The Mudcat Café TM
Thread #149669   Message #3483119
Posted By: GUEST,DDT
23-Feb-13 - 09:14 PM
Thread Name: The Death of Jazz
Subject: RE: The Death of Jazz
"Esperanza is every bit a jazz musician extraordinaire. To say she's not is ridiculous."

Sorry but she has not been a jazz musician in five years. She was. She is not now.

"She is a great jazz vocalist as well as bassist."

She played marvelous chops on her first two releases. The last two I can teach any kid whose never touched a bass in his or her life to play in 6 months. It's that easy. That's what they'll want to learn right away and then think they are playing real jazz. They don't want to learn the Songbook even though it is the foundation of jazz training. You have to learn hundreds of standards because everything you need to know about playing jazz is in those standards. Then you take that use it to forge something new. Some kids take to the Songbook and others just hate it.

"Jazz is very much alive in the small venues and clubs around the country."

I don't where you get this. The venues are disappearing. Jazz can't fill the house. Wynton Marsalis often plays to half full houses and he's the "ambassador of jazz." They're having trouble filling houses on 52nd Street and that's the jazz capital of the world! Are you talking about paying gigs or just some place where people play for tips? I won't play for tips. It's not that I'm stuck up. If I play for tips, I'm hurting those jazz musicians who make their living playing music. If I play for tips, then they are expected to play for tips. Those guys have bills to pay just like everybody else. They need to be paid adequately. If a working jazz musician plays for tips out of desperation, then so be it. But I won't play for tips out of respect for those guys because working musicians were my instructors and mentors. I have a regular job and don't depend on gigs to pay bills but I'm also not as good as those guys because I can't devote myself 24/7 to music they way they have. THEY carry the torch and deserve respect for that. If you want to learn jazz, THAT is who you MUST learn from--MUST.

"Wherever there are real musicians there will be jazz, because it takes a real musician to play it."

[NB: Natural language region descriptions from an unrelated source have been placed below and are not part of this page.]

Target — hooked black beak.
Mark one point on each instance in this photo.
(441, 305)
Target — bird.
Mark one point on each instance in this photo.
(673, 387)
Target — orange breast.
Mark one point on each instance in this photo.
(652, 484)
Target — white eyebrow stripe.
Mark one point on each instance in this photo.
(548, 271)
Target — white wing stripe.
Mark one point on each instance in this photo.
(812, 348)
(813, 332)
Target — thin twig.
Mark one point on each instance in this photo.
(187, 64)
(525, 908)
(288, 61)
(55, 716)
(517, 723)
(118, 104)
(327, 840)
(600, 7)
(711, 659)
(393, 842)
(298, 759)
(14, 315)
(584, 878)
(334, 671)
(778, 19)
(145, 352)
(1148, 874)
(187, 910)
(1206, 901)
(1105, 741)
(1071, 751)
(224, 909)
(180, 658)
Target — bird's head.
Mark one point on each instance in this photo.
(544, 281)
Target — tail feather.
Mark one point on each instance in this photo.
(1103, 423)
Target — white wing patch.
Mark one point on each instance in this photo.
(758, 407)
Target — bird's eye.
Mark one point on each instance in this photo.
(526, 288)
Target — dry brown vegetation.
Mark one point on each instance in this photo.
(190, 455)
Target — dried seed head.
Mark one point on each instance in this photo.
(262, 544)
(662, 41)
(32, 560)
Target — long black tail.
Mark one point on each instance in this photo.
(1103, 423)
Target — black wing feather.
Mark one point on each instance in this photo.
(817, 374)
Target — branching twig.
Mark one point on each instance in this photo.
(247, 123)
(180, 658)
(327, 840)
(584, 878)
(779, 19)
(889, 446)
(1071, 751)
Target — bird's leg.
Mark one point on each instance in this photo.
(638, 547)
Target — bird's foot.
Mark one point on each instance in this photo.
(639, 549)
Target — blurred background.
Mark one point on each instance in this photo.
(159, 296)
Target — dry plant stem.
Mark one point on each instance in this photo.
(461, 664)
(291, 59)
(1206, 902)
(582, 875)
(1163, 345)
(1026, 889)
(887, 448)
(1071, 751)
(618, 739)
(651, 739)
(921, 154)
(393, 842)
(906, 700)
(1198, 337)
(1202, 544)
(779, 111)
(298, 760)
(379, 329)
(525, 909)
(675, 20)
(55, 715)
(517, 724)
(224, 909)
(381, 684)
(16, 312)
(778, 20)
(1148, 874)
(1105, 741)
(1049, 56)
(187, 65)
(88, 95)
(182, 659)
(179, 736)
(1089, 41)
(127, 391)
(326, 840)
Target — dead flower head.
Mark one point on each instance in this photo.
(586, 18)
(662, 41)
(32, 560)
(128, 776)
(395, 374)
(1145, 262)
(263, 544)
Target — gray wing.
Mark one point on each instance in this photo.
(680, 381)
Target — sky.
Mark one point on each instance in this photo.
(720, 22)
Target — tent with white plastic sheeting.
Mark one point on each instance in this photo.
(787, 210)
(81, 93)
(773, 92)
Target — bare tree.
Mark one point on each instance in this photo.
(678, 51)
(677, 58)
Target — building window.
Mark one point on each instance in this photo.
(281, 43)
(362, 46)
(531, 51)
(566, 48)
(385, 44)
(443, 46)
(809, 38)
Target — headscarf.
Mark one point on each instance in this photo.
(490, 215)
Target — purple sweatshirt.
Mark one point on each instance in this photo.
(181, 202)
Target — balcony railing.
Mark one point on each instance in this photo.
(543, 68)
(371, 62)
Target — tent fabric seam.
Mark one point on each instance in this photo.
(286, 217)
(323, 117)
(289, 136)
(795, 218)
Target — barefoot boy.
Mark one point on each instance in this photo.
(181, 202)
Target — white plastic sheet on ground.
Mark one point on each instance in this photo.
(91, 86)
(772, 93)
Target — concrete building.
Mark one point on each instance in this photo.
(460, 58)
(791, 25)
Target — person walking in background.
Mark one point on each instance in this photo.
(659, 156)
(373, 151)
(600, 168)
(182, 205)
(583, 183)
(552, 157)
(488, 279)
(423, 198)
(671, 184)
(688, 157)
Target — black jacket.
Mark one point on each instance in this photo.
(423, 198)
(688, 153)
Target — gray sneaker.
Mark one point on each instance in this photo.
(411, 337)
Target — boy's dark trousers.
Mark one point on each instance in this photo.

Playing jazz is like playing classical (since most of us were classically trained to begin with), you have to be taught to play jazz. You can't just learn it sitting in your living room playing the Songbook. You have to be trained by someone who is a master and even then you have to go out and PLAY real gigs. Anybody can play some jazz reasonably well but to get REAL chops you have to be a REAL JAZZ musician not just a real musician.